Riodini was a Group 3 winner in New Zealand last season and placed in the Group 1 Epsom Handicap (1600m) at Randwick this spring, while the lightly raced Aimee’s Jewel starred in last month’s Group 3 Canterbury Breeders’ Stakes (1400m) and Vitesse Bo won the Group 3 War Decree Stakes (1600m) in October.
“Levante’s win at Pukekohe was one of those performances that everyone was talking about,” Thompson said. “It was freakish and made me think back to some of those stars of the past, like Xcellent and Mr Tiz. “It was a performance that you had to see to believe, and it wasn’t like she was passing maidens. So that was hugely exciting for us.
“Proisir is going from strength-to-strength at the moment, and this is all from when he was at a $7,000 service fee. He is upgrading a lot of mares which is a good sign. “This season he served a book better and bigger than previous years so that is good. As far as we are concerned it is onwards and upwards with him.

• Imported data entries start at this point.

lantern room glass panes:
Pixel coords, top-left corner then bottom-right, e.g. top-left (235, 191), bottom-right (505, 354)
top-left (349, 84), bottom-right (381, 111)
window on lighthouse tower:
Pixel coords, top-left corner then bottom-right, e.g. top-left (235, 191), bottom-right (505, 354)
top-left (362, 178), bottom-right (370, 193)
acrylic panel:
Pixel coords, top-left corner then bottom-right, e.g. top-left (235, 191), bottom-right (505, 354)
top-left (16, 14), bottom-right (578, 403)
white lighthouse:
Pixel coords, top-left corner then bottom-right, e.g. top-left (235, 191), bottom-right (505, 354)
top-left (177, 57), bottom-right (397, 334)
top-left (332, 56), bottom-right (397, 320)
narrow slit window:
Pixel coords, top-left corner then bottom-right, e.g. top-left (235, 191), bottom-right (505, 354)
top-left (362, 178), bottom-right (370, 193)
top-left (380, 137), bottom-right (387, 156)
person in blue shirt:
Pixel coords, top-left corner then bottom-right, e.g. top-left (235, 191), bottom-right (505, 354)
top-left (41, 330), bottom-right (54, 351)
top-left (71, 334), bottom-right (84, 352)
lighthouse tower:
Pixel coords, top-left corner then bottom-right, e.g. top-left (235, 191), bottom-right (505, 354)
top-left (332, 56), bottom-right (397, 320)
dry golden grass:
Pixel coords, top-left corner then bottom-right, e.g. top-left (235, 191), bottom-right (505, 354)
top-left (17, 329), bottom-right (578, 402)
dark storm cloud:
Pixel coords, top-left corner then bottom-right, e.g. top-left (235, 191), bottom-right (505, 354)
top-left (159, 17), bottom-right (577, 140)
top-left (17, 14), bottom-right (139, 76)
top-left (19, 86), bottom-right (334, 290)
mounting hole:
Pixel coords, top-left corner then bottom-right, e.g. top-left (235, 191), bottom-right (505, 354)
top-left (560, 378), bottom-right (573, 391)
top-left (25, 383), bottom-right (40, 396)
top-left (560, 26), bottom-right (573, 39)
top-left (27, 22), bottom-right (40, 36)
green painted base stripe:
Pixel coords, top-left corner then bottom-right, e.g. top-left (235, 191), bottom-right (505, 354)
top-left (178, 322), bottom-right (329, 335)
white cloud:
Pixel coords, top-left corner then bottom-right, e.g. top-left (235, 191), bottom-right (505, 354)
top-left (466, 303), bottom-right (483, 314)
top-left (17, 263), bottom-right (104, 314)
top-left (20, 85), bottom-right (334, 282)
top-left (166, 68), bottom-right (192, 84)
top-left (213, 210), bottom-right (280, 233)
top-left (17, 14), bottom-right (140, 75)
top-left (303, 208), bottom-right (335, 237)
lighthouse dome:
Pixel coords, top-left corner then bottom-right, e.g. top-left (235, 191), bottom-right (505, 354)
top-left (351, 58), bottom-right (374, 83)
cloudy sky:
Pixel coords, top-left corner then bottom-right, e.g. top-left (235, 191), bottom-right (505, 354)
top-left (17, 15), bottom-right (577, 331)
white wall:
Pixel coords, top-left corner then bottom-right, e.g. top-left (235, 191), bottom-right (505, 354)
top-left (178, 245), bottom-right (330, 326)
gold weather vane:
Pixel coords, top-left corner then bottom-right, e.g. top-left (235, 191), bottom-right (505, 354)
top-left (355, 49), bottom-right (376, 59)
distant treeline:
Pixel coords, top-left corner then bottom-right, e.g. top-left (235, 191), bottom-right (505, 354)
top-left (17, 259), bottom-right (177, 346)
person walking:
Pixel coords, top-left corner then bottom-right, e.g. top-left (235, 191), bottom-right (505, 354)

“Group 1 performance in Australia is so important for any stallion, so we were thrilled with what Riodini did in Sydney. He didn’t fire in the Golden Eagle (1500m) on a wet track after that. You can’t blame connections for having a go for that huge stake, but it was just too wet for him. He wasn’t the only one who struggled that day.”
Thompson is also excited about the prospects for Vadamos, whose oldest progeny are now two- year-olds. A Group 1-winning son of mighty Melbourne Cup (3200m) sire Monsun, Vadamos has sired 14 winners from his first crop of northern hemisphere two-year-olds, including a stakes performer.
“He’s in a really good space,” Thompson said. “We’ve been pleasantly surprised by his number of two-year-old winners in the northern hemisphere. He’s got a couple of quite progressive young horses, including Joseph O’Brien’s Messidor, who’s put together two impressive wins in a row.
“We didn’t buy him to be a sire of two-year-olds, so what he’s done so far has been a real bonus.”
With Karaka 2021 now less than a month away, Thompson is philosophical about the lingering spectre of COVID-19. “It’s going to be challenging, but it’s beyond our control,” he said. “We have to look at the positives. Trainers still need horses for their stables, the demand is still going to be there, and I think the stallion depth is a lot better in New Zealand than it was a few years ago.
“There are a number of exciting young ones coming through, including some of ours, while a few others have really come to the fore over the last couple of seasons – horses like Ocean Park, Reliable Man and Sacred Falls, and our own Shocking, who has an exciting horse like Elephant and sired the first two in the New Zealand Cup (Group 3, 3200m), is having a very good year as well. “We’ll just have to wait and see what happens.”